Marching bands, vivid street celebrations, flower-filled mountain strolls and church services of both solemn contemplation and eternal optimism. And all with the promise of delicious food and springtime joy.
From Corfu and Paxoi, down to Lefkada, Ithaca and Kefalonia, and of course Zakynthos to the south, Greece’s Ionian Islands come into their own each Easter, when the country’s most important celebration unfolds with colour and individuality.
Marching to their own drummer
This year, Orthodox Easter falls on May 1, with spring in full swing. What better a setting, therefore, to experience the sounds and sights of no fewer than 27 marching bands that parade each year across almost all the islands of the Ionian?
Without a doubt, pride of place is reserved for Corfu, whose 19 bands give the island a unique musical identity.
The procession of the epitaph, a signature event of Good Friday to commemorate the Passion of Christ throughout Greece, is made all the more memorable by three Corfiot philharmonic bands accompanying parades.
The island’s oldest and most renowned band performs Albinoni’s Adagio while the Blue Band supplies Verdi’s Marcia Funebre and the Orange Band Mariani’s Suentura. Mournful, yes, but also furnished with blessings of springtime, with seasonal flowers gathered to adorn the epitaph.
Saturday dawns with the promise of full Easter celebrations just a day away.
Or sooner if you’re on Corfu. At 11am, the island’s main square and surrounding streets is the place to be as painted pots – some filled with water for extra acoustics – are thrown with aplomb from balconies.
The botides of Corfu, as the pots are known, possibly date to the Venetians who once ruled the island and ritually threw out old belongings to usher in the new year with optimism.
One way or another, don’t forget to take away a piece of crockery for your own piece of good luck.
Nature at its best
Across the islands, the irreversible turning of the year towards summer is all the optimism most of us need. And May in the Ionian is the perfect month to enjoy the outdoors.
Across Ithaca, Zakynthos and Kefalonia, island strolls come into their own in the unfolding spring landscapes. Indeed, on Lefkada alone there are no fewer than 24 marked footpaths that traverse the island’s rich flora.
Too many to choose between, perhaps, so suggestions are the path through the verdant Dimosari Gorge, which ends at an impressive waterfall, and Melissa Gorge, dotted with wooden bridges and traditional watermills – the remnants of 64 such mills that once existed in the early 19th century.
Onwards on our springtime jaunt sees us climb to the mountainous landscape of Kefalonia where Mt Ainos is preserved as a National Park and offers numerous walks, including that which crosses a forest of fir trees to reach the island’s highest peak, Mega Soro.
Continuing towards the Zoodochou Pigis Monastery you’ll reach the feeding ground of the wild horses of Mt Ainos, the legacy of the herds once bred by the islanders and, since the Second World War, left to breed in the wild.
One last ritual
By now you will be well and truly ravished by greek traditions.

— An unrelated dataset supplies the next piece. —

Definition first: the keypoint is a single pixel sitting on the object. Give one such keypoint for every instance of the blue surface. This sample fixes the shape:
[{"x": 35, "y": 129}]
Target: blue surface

Easter in Greece promises to satisfy your every culinary desire, from the Lenten fare of the Holy Week right up to the feast of Easter Sunday.
But there’s still time for one last ritual to complete the experience: the first swim of the summer. Every island offers its secluded nooks and crannies perfect for that divine moment you take your first swim of the year. Perhaps nowhere would be more iconic than Zakynthos’s Navagio beach.
But we’ll leave the final choice to you.